Olhando o envelope em suas mãos, o loiro arqueara a sobrancelha para o nome dos noivos escrito no convite de casamento. Surpreso Theodore encara a madrasta, que lhe dera uma piscadela. Haviam conversado sobre o casamento mais cedo, mas não se atentara sobre a data. Na verdade, o loiro nem se lembrara de perguntar para Maggie.
De toda forma, não esperava ganhar um convite tão prontamente. Tudo bem que ele seria convidado uma vez que era o filho do noivo, só que não tivera muito tempo para se acostumar com a ideia de que seu pai iria casar novamente.

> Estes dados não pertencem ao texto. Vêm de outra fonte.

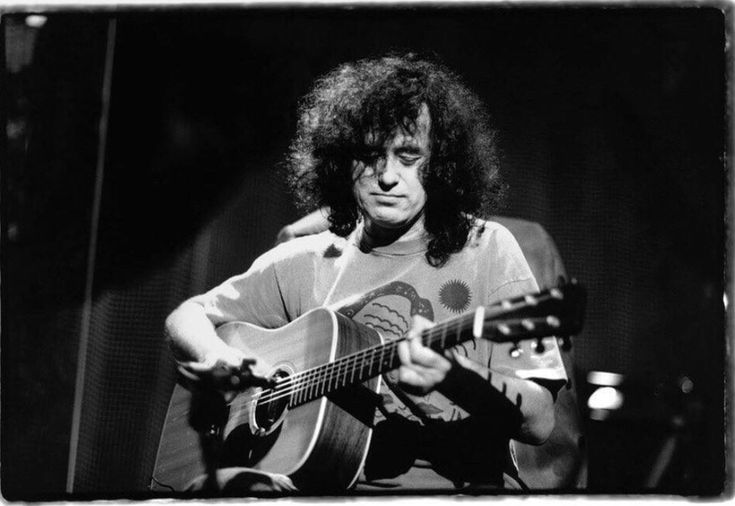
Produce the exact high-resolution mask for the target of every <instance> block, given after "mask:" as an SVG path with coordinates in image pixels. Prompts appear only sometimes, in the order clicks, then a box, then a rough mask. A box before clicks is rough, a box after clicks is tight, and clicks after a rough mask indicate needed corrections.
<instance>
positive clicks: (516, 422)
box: [167, 54, 566, 491]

Parece que o próprio Theodore também precisaria de tempo para se acostumar com coisas novas.
— Nos vemos em breve, tudo bem?
— Certo!
Maggie dera um passo ao lado dando espaço para que Theodore se aproximasse de Bill. Pai e filho pareciam envergonhados na frente um do outro, sem coragem de se olharem nos olhos e dizerem palavras amáveis. Ainda assim o loiro sorria timidamente encostando a testa no ombro do pai, tendo a grandiosa mão de Bill afagando-lhe os cabelos.
Ainda que houvessem dois pares de olhos bisbilhotando a cena comovente, Bill deixara o orgulho de lado ao abraçar seu filho apertado e depositar um breve selar no topo de sua cabeça.
— Se cuide garoto.
Theodore assentira ao se afastar, aproximando do carro para entrar no passageiro. Antes de se sentar no banco, o loiro olhara para o pai e para a madrasta dando um último aceno de despedida.
Quando o carro prateado chegara na cidade noturna, Pete relaxara os ombros olhando de canto para o enteado.
— Que bom que tudo terminou bem, não é?
Theodore que encarava a paisagem pela janela apenas alargava o sorriso e assentia silenciosamente. Diferente de antes onde não fazia a menor ideia do motivo de sua vinda, e achava que terminaria ainda mais ressentido com o pai, o seu retorno era coberto de alívio.
Baixando os olhos claros para o envelope em mãos, tornara a abri-lo ao ver a data do casamento religioso. Dentro do convite havia um pequeno pedaço de papel com a letra de seu pai, em um pedido simples e significativo. Provavelmente teria de ser arrastado por sua mãe para encontrar um terno, já que Bill pedira que ambos usassem a mesma cor de terno para destacar o parentesco deles.